中国のWTO加盟と、同国の経済成長に刺激されて、対中外資直接投資は目覚ましいペースで増加している。2002年の外資直接投資総額は、2001年に比べて12.5%増の527億ドルとなった。外資投資による企業数は、2002年に30.7%増加した 。

こうした外資直接投資の流入は、「世界が中国市場を重視していることを表し」 、また企業が中国の比較的安価な労働力や資源を利用することを可能にする。このような労働力や資源の利用は、「中国市場の巨大な可能性を開く」 はずであり、中国のインフラおよび政策環境が改善を続けるに伴い、対中外資直接投資は増加を続けるはずである 。

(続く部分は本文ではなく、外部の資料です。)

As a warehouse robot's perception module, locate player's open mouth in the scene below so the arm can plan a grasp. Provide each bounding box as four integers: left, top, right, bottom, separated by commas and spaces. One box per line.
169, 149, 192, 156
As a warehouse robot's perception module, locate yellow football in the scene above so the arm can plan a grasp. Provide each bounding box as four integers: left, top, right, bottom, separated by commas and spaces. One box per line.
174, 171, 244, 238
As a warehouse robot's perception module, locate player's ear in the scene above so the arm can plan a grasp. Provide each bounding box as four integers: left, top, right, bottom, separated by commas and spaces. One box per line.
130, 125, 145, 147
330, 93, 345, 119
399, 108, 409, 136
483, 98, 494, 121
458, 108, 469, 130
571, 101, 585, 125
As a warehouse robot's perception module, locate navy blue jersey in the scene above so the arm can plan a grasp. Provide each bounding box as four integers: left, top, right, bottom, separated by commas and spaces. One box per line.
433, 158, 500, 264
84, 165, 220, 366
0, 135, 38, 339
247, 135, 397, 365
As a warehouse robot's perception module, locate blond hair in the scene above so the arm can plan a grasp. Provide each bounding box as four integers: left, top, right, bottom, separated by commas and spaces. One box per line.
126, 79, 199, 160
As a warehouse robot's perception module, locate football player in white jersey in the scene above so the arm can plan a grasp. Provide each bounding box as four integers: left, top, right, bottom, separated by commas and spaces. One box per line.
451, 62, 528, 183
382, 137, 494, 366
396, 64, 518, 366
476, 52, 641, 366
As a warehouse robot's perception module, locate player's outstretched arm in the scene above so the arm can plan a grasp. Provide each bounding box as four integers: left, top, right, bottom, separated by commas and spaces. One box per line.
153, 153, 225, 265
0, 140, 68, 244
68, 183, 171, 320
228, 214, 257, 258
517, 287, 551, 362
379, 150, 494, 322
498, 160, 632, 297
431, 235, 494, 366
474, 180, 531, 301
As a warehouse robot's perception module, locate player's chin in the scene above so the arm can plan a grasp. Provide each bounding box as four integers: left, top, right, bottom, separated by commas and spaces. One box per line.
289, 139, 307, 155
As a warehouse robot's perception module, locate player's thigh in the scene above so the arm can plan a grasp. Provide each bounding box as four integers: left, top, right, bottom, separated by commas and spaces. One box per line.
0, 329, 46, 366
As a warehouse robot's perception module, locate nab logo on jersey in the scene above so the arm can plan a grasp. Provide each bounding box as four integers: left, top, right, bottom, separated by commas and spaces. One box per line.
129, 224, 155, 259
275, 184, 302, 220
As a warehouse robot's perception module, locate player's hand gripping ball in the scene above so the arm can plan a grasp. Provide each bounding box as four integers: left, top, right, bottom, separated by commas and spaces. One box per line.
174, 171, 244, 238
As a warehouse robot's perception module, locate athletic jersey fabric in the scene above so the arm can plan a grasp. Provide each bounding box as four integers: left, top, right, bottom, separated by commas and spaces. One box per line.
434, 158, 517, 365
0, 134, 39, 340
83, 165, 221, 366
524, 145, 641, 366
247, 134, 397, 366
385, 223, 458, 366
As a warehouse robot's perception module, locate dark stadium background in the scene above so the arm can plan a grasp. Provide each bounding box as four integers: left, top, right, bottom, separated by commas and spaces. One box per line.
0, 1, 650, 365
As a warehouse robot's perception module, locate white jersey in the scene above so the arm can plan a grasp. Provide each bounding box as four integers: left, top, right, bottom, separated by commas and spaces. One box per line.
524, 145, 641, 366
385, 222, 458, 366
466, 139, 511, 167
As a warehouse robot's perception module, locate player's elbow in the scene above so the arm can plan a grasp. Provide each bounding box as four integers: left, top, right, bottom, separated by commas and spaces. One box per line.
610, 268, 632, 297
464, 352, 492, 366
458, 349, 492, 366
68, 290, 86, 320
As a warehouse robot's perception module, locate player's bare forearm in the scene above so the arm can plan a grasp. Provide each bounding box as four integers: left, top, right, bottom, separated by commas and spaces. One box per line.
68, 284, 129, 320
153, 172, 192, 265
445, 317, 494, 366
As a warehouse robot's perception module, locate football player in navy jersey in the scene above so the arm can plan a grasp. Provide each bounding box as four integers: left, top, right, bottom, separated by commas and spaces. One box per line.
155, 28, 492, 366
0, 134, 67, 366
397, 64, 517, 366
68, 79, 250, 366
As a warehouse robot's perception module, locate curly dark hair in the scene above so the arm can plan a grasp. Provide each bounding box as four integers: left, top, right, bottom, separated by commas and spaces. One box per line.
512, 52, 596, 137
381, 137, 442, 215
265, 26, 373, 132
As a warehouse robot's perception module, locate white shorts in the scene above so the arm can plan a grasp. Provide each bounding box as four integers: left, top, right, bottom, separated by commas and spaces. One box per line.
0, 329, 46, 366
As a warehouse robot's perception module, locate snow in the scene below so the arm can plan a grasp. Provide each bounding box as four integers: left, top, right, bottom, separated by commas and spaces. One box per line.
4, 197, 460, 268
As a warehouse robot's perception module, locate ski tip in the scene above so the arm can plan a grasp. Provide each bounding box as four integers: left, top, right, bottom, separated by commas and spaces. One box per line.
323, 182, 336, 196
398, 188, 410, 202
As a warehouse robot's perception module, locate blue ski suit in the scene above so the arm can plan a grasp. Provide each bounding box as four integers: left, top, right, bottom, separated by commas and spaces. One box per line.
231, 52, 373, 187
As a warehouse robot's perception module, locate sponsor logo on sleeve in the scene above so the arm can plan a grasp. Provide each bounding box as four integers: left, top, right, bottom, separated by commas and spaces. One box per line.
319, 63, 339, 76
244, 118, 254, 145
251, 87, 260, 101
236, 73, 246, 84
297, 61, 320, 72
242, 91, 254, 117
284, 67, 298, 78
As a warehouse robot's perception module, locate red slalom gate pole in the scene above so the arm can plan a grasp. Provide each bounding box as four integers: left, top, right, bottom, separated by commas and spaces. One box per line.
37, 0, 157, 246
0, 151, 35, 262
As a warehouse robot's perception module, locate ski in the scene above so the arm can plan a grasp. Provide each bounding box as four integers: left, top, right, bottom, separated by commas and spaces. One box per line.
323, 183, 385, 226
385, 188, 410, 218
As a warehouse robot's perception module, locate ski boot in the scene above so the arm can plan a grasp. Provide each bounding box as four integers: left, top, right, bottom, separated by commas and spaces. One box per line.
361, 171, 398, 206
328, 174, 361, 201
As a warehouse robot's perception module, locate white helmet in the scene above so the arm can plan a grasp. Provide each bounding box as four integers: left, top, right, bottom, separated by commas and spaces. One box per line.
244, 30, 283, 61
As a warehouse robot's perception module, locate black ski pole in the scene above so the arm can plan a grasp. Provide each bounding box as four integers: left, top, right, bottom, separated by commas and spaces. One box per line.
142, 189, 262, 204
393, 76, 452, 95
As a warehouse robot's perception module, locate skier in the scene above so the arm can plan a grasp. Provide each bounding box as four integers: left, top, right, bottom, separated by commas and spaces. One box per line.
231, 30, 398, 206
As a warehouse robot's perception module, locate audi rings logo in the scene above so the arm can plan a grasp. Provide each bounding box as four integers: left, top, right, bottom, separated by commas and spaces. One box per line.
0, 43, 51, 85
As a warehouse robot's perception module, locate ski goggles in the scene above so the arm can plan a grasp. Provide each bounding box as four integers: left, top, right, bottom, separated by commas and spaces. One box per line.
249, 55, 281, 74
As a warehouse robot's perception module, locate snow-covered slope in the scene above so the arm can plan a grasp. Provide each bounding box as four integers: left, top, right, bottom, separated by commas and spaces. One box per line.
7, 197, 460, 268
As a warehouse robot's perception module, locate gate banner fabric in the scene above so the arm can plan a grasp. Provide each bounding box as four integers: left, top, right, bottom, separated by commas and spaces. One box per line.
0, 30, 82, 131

前述のように、中国政府は、外資投資と中国との関係において極めて重要な役割を果たしている。テクノロジー産業は、過去に中国で事業関係を確立しようとした外国企業が直面した障害を検討し、そこから学ばなければならない。中国の官民の指導層が国内にテクノロジー企業を設立しようとする内部からの意志を利用することによって、テクノロジー産業は、外資直接投資の力を借りて中国国内に健全な基盤を築くことができる 。

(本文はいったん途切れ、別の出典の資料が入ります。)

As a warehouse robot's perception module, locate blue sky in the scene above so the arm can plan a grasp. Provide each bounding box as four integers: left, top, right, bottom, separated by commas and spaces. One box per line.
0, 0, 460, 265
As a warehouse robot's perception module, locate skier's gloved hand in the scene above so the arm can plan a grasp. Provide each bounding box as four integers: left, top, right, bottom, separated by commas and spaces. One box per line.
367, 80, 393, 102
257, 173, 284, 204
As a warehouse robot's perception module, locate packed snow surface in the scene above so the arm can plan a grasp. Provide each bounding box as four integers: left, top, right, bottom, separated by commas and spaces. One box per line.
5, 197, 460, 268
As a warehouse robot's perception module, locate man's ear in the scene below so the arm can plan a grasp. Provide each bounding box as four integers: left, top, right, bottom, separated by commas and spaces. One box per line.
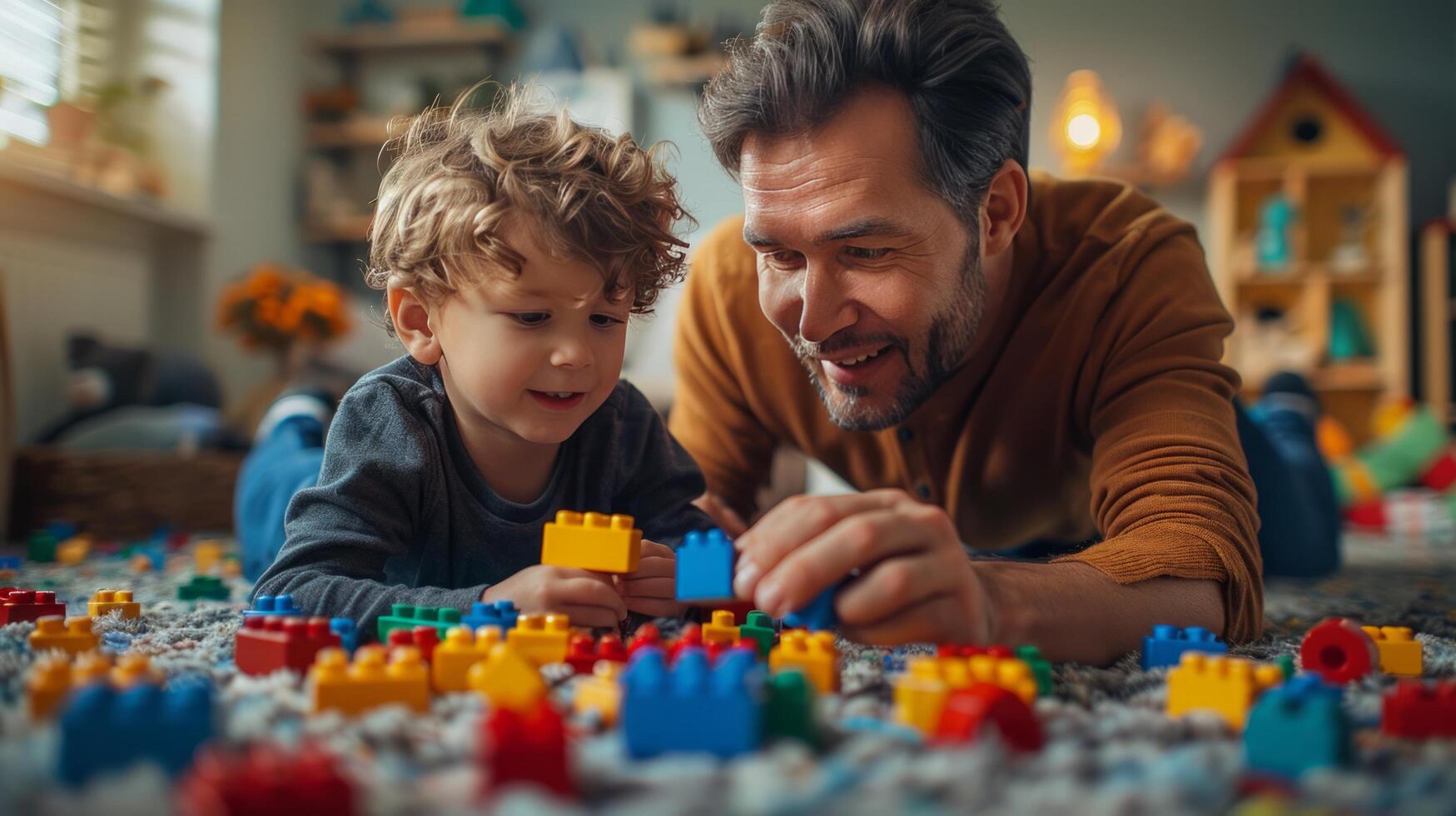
389, 286, 441, 366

前述の通り、ハイテク産業は、過去の例とは異なり、中国での事業運営および中国との事業運営に対する開発支援を中国国内で受けている。米国ハイテク企業は、一般製造企業の体験を将来への指針とし、中国での事業運営の方法を学ぶべきである。そうすることによって、今後、時と共に成功が達成できる 。

禁止措置が米国企業の収益予想に及ぼす影響

輸出禁止措置の悪影響を受けているのは、業界に新たに参入するため、最新式の設備を購入して製造を開始するという選択肢を持つ中国企業であると思われる 。一例を挙げると、上海のチップメーカー、セミコンダクター・マニュファクチャリング・インターナショナル・コーポレーションは、禁止措置のために、「最高のサーキットラインを持つチップを製造する」米国製機械を購入することができない。したがって同社は、別のチップ製造法を探さなければならない。同社の事業開発担当シニア・ディレクターのJoseph Xieによると、これは「より困難であるが、実行可能である」という 。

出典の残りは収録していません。